Mogadishu, Somalia – Mogadishu has come to symbolise the epitome of the war-torn city. The Somali capital was engulfed by civil war in 1991 when President Siad Barre’s regime collapsed, leading to open conflict between competing warlords. US forces intervened in 1993, culminating in the Battle of Mogadishu, in which 18 Americans and hundreds of Somali militiamen and civilians lost their lives.
Last week, amid secrecy and last-minute preparation, 18 entertainers waged a war of a very different kind, as international artists from seven countries performed in Somalia’s first formal music event in more than 25 years.
The city once had a thriving music scene, with Somali jazz filling the night air in the 1960s and ’70s. But the hard-line al-Shabaab group outlawed music in 2009, and despite their ouster by African Union forces in 2011, the hangover from al-Shabaab’s rule has remained.

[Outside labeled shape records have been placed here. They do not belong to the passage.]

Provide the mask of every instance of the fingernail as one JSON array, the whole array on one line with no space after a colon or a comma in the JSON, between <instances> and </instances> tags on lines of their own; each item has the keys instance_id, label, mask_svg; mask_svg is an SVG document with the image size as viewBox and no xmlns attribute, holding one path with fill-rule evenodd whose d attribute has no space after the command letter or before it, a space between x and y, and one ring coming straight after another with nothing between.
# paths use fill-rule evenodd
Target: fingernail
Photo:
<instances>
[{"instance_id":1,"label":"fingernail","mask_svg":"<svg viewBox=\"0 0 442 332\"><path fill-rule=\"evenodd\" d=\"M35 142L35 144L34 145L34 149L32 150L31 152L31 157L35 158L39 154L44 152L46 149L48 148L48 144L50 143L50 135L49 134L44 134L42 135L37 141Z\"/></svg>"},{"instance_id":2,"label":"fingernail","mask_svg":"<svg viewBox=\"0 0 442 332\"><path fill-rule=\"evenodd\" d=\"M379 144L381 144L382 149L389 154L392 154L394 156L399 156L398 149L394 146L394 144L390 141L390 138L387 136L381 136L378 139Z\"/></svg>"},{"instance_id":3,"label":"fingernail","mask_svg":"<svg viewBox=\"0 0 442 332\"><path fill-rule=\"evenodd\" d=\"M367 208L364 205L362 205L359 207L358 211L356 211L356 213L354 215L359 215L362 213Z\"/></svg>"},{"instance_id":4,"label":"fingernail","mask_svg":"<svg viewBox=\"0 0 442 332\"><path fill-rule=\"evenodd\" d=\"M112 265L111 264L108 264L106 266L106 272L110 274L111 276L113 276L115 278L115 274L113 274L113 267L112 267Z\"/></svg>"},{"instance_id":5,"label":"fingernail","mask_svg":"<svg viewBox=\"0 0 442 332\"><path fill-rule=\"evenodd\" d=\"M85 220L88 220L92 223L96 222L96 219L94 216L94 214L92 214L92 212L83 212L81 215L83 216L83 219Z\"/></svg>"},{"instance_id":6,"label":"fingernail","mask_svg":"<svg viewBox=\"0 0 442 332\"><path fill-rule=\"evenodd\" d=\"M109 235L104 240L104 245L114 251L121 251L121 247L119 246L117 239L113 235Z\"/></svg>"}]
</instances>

International acts from the US to Sudan supported Waayaha Cusub, a Somali hip-hop collective who formed while in exile in the Kenyan capital, Nairobi. They had never before played a concert in Mogadishu. Shiine Ali, who founded the group, has spoken out strongly against al-Shabaab, which made him a target in 2007 when gunmen shot him five times and left him for dead.
Since then, his lyrics have continued to encourage Somalis to turn their back on al-Shabaab. He believes these concerts represent a major milestone in Mogadishu’s return to normality.